Chicken Recipes

Quick Chicken Curry

Fry 2 large onions and once golden brown add 1kg of cut chicken and continue frying on a slow flame till a good aroma arises. Meanwhile, blend 2 tbsp coriander seeds, 1 tsp jeera, 4 pepper corns, ¼ tsp garam masala, 1 tsp salt, 1 tsp chili powder, ½ tsp haldi powder, 2 tbsp tomato paste, 1 tsp ginger garlic paste, 1 cut onion, 15 whole cashew nuts. Once the chicken is cooked, add the masala and simmer for a while before serving.

Tandoori chicken

Blend well the following 1 chopped onion, 200ml of thick curd, 7g of garam masala, 3 dried chilies, a pinch of red colour, 2 tbsp coriander seeds, juice of 1 lemon, half tsp ginger garlic paste and 2 tsp salt. Add this marinade to washed and 1 kg drip dried chicken. Marinate for 4 hours in a fridge, and then pack and freeze.
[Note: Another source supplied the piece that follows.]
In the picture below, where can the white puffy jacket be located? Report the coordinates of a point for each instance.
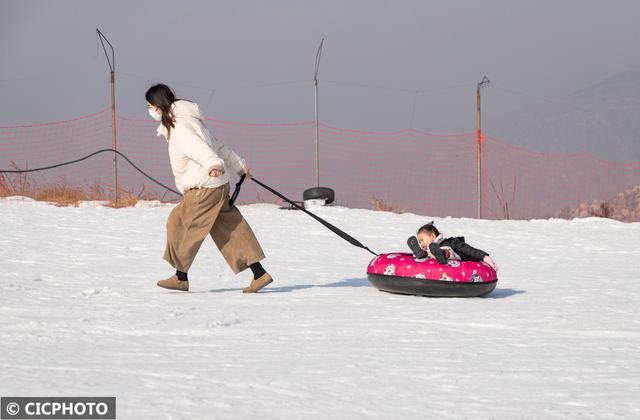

Fry either in OTG or frying pan in a low flame. Bon appetite!

Tomato chicken preparation - Very versatile !

Place the cloves of 3 garlics in 5 tbsp of oil for 10 minutes. The garlics will impart a lovely taste into the oil. Now fry them on a low flame to avoid the garlics from burning. Add and fry 5 diced onions. Now add 1½ kg of well blended tomaotes. Once it is boiled and a little thick, add 2 tsp pepper powder, 2 tsp oregano, 2 tsp basil (dry tulsi leaves) and a pinch of ajinomoto (optional). Once it simmers, add 1 kg of shredded chicken and 3 finely chopped chillies. Simmer for 10 minutes.
This preparation may be used as a pizza topping, as a sandwich filling, as a accompaniment to pasta or just as a curry. It is very versatile and quite healthy.

Butter Chicken

Fry 2 onions in oil till transparent and then add 2 cinnamon sticks and continue frying. Once a good aroma arises, add a little water and 2 tsp ginger garlic paste while stirring continuously. Once it gets thick, add 2 tsp turmeric, 3 tsp chilli, 2 tsp coriander powder with 1 tsp salt and mix well. Pour in 2 tbsp tomato paste and 1 tbsp cashew paste and add a little water if needed. When it starts to boil, add the 1kg diced chicken. Then add sufficient water for the chicken to boil. The gravy should get thick according to your requirement. Before switching off the fire, add butter and serve hot with rice/chapati/dosa.

Chicken Masala

Cut 1kg chicken into pieces and marinate with 4 tbsp curd and 1 tsp of salt and keep aside for an hour. Meanwhile heat oil and fry 1 tsp turmeric powder and quickly add 3 diced onions and fry till light brown. To this add 2 tsp ginger garlic paste, 2 tsp chilli and 2 tsp coriander powder and stir well until the oil comes out clear. Now add the chicken and sufficient water to make good sauce. • Cover and let cook on gentle heat till chicken is done.

Chicken Moglai

Heat the ghee or butter in a large pan over moderate heat and fry 2 diced onions with the 1 tsp salt until translucent. To this add 2 tsp ginger garlic paste, 6 cardamoms, and 2 cinnamon sticks. Stir-fry until the onions are golden brown. and then add the chunks of 1kg chicken and cook, stirring occasionally, for about 15 minutes. • In a small bowl, mix together the 4 eggs, 4tsp sugar, 8 ground almonds and 4 tbsp milk cream. Reduce the flame to a minimum and pour this mixture into the gravy and simmet till the chicken is tender. Serve hot!

Sauté vegetable and chicken

Heat 6 tbsp of oil and add 3 onions, ½ kg chicken (cubed/sliced), ½ kg shred cabbage and ½ kg shred carrot. Once a good aroma arises, add 4 tsp Garam masala powder (equal parts of cardamom, cinnamon and cloves), 2 tsp salt and 3 tbsp light soy sauce. Resist the temptation to add water while heating since the veggies give out the water. In case the veggies stick to the pan, add a tomato for flavour, water and dont forget to reduce the flame!

This dish is quite versatile. In case you are in a hurry, just put some of this mixture in a pressure cooker, with rice and the required quantity of water. Cook for two whistles and you are good to go! A veritable time saver. Also works great as a combination with pasta or as a sandwich filling.